Va, in primo luogo, rilevato che le suddette disposizioni non introducono modifiche alla normativa che ha disciplinato gli aiuti alle imprese danneggiate dall’alluvione del Piemonte del 1994, né tantomeno hanno la finalità di interpretare autenticamente detta normativa. Ciò risulta evidente dall’esplicito richiamo, contenuto nel citato comma 771, al versamento dei contributi previdenziali e premi assicurativi relativi al triennio 1995-1997 per un importo superiore a quello previsto dall’articolo 9, comma 17, della legge 27 dicembre 2002, n. 289, nonché ai requisiti previsti dalla decisione (UE) 2016/ 195 della Commissione, del 14 agosto 2015, necessari per poter ottenere la restituzione delle somme versate in misura superiore. La menzione sia della legge n. 289 che della decisione della Commissione UE, rende evidente che le imprese interessate al nuovo intervento legislativo sono quelle per le quali sussistono i requisiti definitivamente individuati all’esito della decisione comunitaria.
Le nuove disposizioni normative, invece, rivolgendosi alle imprese che evidentemente non hanno potuto ottenere la restituzione dei contributi previdenziali o premi da esse versati in misura superiore, riconoscono a queste un «contributo» da versarsi dall’Agenzia delle Entrate secondo le modalità da definirsi in uno specifico decreto da emanarsi entro novanta giorni.
Si tratta, dunque, del riconoscimento di un diverso ed alternativo diritto avente, proprio, la finalità di sopperire alla perdita del diritto alla restituzione dei contributi previdenziali o premi a seguito della mancata presentazione di una tempestiva domanda .
Il legislatore, dunque, non ritenendo più possibile riaprire i termini per la proposizione della domanda di restituzione degli oneri contributivi corrisposti in misura superiore, ha scelto la diversa strada del riconoscimento a dette imprese di un «contributo» da versarsi, però, da soggetto diverso dall’ente percettore dei premi previdenziali e da richiedersi dai soggetti interessati entro un nuovo termine prescrizionale decorrente dalla data della L. n. 17/2007, di conversione del DL n. 300/2006. La decorrenza del termine dalla data della legge di conversione conferma ulteriormente che trattasi di disposizioni di contenuto nuovo che non interferiscono con il termine del 31/7/2007 fissato dalla L. 17/2007 per presentare l’istanza di restituzione.

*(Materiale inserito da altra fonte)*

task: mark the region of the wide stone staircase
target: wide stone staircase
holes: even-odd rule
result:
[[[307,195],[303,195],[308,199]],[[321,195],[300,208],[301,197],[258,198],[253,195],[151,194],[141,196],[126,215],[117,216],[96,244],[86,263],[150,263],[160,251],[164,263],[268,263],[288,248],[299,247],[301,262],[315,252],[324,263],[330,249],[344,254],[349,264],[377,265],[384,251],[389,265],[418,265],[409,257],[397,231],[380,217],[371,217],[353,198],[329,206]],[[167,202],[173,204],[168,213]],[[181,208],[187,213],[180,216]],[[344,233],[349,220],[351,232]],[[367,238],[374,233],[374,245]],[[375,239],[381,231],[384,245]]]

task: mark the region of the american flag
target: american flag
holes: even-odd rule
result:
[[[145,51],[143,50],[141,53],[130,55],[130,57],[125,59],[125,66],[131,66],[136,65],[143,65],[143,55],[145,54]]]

In definitiva può affermarsi che il legislatore, con la nuova normativa, non solo non ha inteso modificare la precedente legislazione disciplinante il trattamento da riservarsi alle imprese danneggiate dall’alluvione del Piemonte, ma anzi ne ha confermato la validità e correttezza dell’interpretazione, anche con riguardo alla decadenza, ed ha inteso introdurre una norma di favore per quelle imprese per le quali, pur in possesso dei requisiti, quali individuati anche alla luce della decisione della Commissione UE, per ottenere la restituzione dei contributi e premi corrisposti in misura superiore, non ne avevano potuto usufruire in mancanza di una tempestiva domanda.
11. In conclusione il ricorso va rigettato.
12. La novità e straordinaria complessità della disciplina consentono di ravvisare gravi ed eccezionali ragioni per disporre la compensazione delle spese dell’intero processo.
P.Q.M.
Respinge e compensa le spese del giudizio di legittimità.
Ai sensi dell’art. 13 comma 1 quater del d.p.r. 115 del 2002, dà atto della sussistenza dei presupposti per il versamento, da parte della ricorrente, dell’ulteriore importo a titolo di contributo unificato pari a quello dovuto per il ricorso, a norma del comma 1-bis, dello stesso articolo 13.